Information on soil properties is required for a variety of purposes, such as precision agriculture or forestry, soil quality assessment, soil mapping or soil conservation. It is necessary to collect a large amount of analytical data within soil examination. The collection and subsequent analysis of soil samples using traditional methods is time consuming and costly [1, 2]. Therefore, indirect measurements and predictions of soil properties using mathematical models are increasingly being used. Several studies have shown that spectroscopy in the visible (VIS) and near-infrared (NIR) region of the electromagnetic spectrum is a suitable method for assessing soil properties. The models published so far are not universal and are only relevant under specific conditions and for certain soil groups.

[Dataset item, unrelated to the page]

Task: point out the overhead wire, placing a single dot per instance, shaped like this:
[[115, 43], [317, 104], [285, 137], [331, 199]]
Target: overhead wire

This study aims at assessing the applicability of spectroscopy in the evaluation of properties of forest soils in the Czech Republic based on the relationships between spectral features and soil properties determined by traditional laboratory methods. More than 4,500 samples taken from whole soil profiles were used for this assessment. Appropriate combinations of data preparation methods (1st and 2nd derivatives [3], continuum removal) and statistical techniques of partial least squares regression (PLSR), support vector machines (SVM) and principal component regression (PCR) were tested to develop predictive models.

THE METHODS

The study was carried out using 4,680 samples taken from whole soil profiles using a soil probe or from excavated soil material. Some of the soil samples were obtained from the Department of Soil Science and Soil Protection at the Czech University of Life Sciences in Prague, the rest were borrowed from other departments. The sampling sites were chosen to cover the whole territory of the Czech Republic and to include different forest soil types. The sampling sites were located at different altitudes and in forests with different species composition. The study did not deal with field measurements; only dried samples treated to fine soil I (particle size < 2 mm) were used [4]. This eliminated the influence of soil moisture, which is essential on the spectral curves and hinders the field application of the method to a great extent. Selected analyses were performed with soil samples using conventional methods (Tab. 1).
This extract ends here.